Hi, just for note, by using cat it’s only capture the value at the time we run the cat. The other hands, if displaying the value from specific app (GUI/TUI), they also capturing the value at certain interval and not realtime.

You could try with:

cat /sys/devices/system/cpu/cpu*/cpufreq/scaling_cur_freq & grep MHz /proc/cpuinfo

Above approach are to get as close as possible the time when get the snapshot of cpu speed.

The htop it self I believe only tool to display the information that already available from the system by reading it. It also possible that htop failed to read the info.

But if you believe that there no different between powersave and performance, maybe you also want to check the bios setting if there any specific setting that control your cpu speed (power management) that make the OS failed to overwrite it.

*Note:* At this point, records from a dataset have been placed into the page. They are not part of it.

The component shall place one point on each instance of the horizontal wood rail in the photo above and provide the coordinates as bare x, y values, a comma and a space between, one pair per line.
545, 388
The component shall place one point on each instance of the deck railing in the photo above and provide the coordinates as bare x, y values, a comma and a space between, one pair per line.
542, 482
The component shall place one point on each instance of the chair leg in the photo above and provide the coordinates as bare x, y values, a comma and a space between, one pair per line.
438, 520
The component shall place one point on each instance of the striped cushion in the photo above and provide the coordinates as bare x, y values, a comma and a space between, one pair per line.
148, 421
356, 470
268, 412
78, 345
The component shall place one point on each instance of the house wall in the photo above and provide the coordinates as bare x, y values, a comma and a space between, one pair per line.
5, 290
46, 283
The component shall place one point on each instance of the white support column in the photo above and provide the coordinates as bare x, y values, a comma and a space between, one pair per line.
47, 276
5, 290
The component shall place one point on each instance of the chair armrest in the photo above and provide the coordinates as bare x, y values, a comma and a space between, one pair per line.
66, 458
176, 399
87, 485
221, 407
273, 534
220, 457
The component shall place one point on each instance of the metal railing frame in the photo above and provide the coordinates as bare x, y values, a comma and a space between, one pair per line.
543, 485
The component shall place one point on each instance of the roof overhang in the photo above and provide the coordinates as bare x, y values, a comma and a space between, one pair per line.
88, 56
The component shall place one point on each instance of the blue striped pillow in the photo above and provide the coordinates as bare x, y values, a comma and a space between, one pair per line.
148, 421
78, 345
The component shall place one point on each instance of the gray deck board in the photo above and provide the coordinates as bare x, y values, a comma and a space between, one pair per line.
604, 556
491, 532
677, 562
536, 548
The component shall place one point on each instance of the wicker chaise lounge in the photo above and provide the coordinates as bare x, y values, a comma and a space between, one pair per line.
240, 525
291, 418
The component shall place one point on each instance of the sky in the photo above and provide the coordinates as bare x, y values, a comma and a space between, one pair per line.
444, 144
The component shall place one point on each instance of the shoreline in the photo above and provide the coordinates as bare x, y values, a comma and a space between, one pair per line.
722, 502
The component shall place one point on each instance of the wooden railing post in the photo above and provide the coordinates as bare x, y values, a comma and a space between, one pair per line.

$ inxi -Cxx; cat /sys/devices/system/cpu/cpu*/cpufreq/scaling_cur_freq; grep MHz /proc/cpuinfo
CPU:       Info: 8-Core model: 11th Gen Intel Core i7-11850H bits: 64 type: MT MCP arch: Tiger Lake rev: 1 cache: L1: 640 KiB
           L2: 10 MiB L3: 24 MiB
           flags: avx avx2 ht lm nx pae sse sse2 sse3 sse4_1 sse4_2 ssse3 vmx bogomips: 79872
           Speed: 891 MHz min/max: 800/4800 MHz Core speeds (MHz): 1: 1120 2: 1079 3: 981 4: 1051 5: 1083 6: 1045 7: 1105
           8: 1073 9: 1085 10: 1446 11: 994 12: 1103 13: 1097 14: 1029 15: 1042 16: 1187
1120132
981200
1050518
1083444
1044931
1105147
1072641
1079295
1085454
1445880
994032
1102845
1096839
1029282
1041576
1186907
cpu MHz		: 1120.132
cpu MHz		: 2500.000
cpu MHz		: 2500.000
cpu MHz		: 2500.000
cpu MHz		: 2500.000
cpu MHz		: 2500.000
cpu MHz		: 1096.839
cpu MHz		: 2500.000
cpu MHz		: 2500.000
cpu MHz		: 2500.000
cpu MHz		: 2500.000
cpu MHz		: 2500.000
cpu MHz		: 1083.444
cpu MHz		: 2500.000
cpu MHz		: 2500.000
cpu MHz		: 2500.000

Yes, you were right about the bios settings.

Once I disabled “Intel Speed Shift Technology”, frequency is scaling and I can see more governor.

Funny enough:

This option is used to enable/disable Intel Speed-Shift Technology. Setting this option to enable allows the operating system to select the appropriate processor performance automatically.

Sound the opposite to me.

Intel Speed Shift uses the bios to control speed while disabling it allows the OS to control speed. The description sounds right to me.

From my understanding:

  • enable Speed Shift = OS can set
  • disable Speed Shift = OS cannot set but the bios willf

It could be also the bios firmware referring to Windows, since lot of manufactures build their machine to be compatible with Windows OS.